"Clare, dear, do get up. Come on to the sofa. You mustn't kneel there. You'll strain yourself. I always get tired kneeling in church. It makes one's heart ache."

Clare would not move.

"Don't you think my heart aches?" she said. "Don't you think it aches all day? You're young—you're cold—you can sit there reading, reading—with a ghost at your shoulder——"

An undecipherable expression flashed across Alwynne's face. It came but to go—and Clare, absorbed in her own passion, saw nothing.

"It's Louise!" she cried, between sincerity and histrionics. "Calling to some one. Calling from her grave. They call it an accident, like fools. Oh, can't you hear? She died because she was forced. She's complaining—plaining—plaining——I tell you it's nothing to do with me. It wasn't my fault!"

She flung her arms about Alwynne's waist and clutched her convulsively. She was sincere enough at last.

"Alwynne! Alwynne! Say it was not my fault."
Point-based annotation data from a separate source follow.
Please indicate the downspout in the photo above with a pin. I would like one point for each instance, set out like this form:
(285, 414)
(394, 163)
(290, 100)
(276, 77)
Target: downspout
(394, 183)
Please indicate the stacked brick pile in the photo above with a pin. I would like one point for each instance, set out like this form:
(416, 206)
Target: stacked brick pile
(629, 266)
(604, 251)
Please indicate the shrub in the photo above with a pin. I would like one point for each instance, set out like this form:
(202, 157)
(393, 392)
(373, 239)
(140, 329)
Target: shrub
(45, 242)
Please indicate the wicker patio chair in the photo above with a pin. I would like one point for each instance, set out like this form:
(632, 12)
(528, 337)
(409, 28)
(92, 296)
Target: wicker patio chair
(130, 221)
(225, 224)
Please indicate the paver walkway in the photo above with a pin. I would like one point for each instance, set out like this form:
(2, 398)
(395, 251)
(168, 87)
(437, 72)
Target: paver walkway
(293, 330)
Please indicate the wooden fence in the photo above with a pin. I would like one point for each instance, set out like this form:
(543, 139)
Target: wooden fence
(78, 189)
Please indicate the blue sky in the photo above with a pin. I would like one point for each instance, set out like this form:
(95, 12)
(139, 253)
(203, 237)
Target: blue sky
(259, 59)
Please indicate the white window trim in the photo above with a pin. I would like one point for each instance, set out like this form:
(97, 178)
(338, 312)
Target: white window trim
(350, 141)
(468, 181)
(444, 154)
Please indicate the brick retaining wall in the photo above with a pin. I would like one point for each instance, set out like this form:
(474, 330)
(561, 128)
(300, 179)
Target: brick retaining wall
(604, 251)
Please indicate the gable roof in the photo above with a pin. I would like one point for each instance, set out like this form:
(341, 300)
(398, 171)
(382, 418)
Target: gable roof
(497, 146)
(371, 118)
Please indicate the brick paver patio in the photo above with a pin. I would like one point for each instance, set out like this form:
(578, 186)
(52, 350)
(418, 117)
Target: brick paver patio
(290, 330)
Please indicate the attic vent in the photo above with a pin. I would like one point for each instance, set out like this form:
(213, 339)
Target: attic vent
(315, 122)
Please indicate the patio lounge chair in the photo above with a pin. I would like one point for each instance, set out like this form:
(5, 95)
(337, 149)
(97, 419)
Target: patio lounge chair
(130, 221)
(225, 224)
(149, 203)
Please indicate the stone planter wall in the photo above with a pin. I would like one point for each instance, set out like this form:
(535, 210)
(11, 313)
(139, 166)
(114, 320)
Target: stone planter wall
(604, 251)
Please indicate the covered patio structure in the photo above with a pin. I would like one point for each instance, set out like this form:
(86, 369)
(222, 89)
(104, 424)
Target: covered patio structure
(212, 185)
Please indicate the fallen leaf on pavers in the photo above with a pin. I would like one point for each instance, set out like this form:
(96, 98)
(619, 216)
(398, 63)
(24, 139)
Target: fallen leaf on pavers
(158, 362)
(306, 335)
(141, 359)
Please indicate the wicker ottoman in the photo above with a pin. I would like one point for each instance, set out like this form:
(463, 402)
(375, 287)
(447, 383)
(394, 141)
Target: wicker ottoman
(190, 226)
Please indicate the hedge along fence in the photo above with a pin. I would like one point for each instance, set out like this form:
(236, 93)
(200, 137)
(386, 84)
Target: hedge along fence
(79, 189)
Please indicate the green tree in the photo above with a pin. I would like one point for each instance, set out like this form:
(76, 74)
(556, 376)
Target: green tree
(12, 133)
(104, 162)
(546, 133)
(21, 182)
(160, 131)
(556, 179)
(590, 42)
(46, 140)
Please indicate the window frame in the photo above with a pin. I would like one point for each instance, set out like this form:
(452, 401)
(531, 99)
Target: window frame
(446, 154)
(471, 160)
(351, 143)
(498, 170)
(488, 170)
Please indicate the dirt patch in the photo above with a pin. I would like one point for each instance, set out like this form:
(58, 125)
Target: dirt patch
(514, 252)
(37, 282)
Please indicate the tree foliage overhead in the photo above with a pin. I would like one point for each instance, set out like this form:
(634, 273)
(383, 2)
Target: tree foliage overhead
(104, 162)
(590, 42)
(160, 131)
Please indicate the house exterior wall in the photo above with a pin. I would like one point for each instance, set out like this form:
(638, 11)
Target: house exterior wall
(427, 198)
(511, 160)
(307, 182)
Alwynne sank to her knees beside her and held her close. They clung to each other like scared children. But Clare's abandonment awoke all Alwynne's protective instincts. She crushed down whatever emotions had hollowed her eyes and whitened her cheeks in the last long weeks, and addressed herself to quieting Clare. Clare, stepped off her pedestal, unpoised, clinging helplessly, was a new experience. In the face of it she felt herself childish, inadequate. But Clare was in trouble and needed her. The very marvel of it steadied. All her love for Clare rose within her, overflowed her, like a warm tide.

By sheer strength she pulled Clare into a chair and dropped on to the floor beside her, face upturned, talking fast and eagerly.

"You're not to talk like that. Of course it's not your fault. If anything could be your fault. Clare, darling, don't look like that. You must lean back and rest. You're just tired, you know. We've talked of it so often. You know it was an accident. Why can't you believe it, if every one else does?"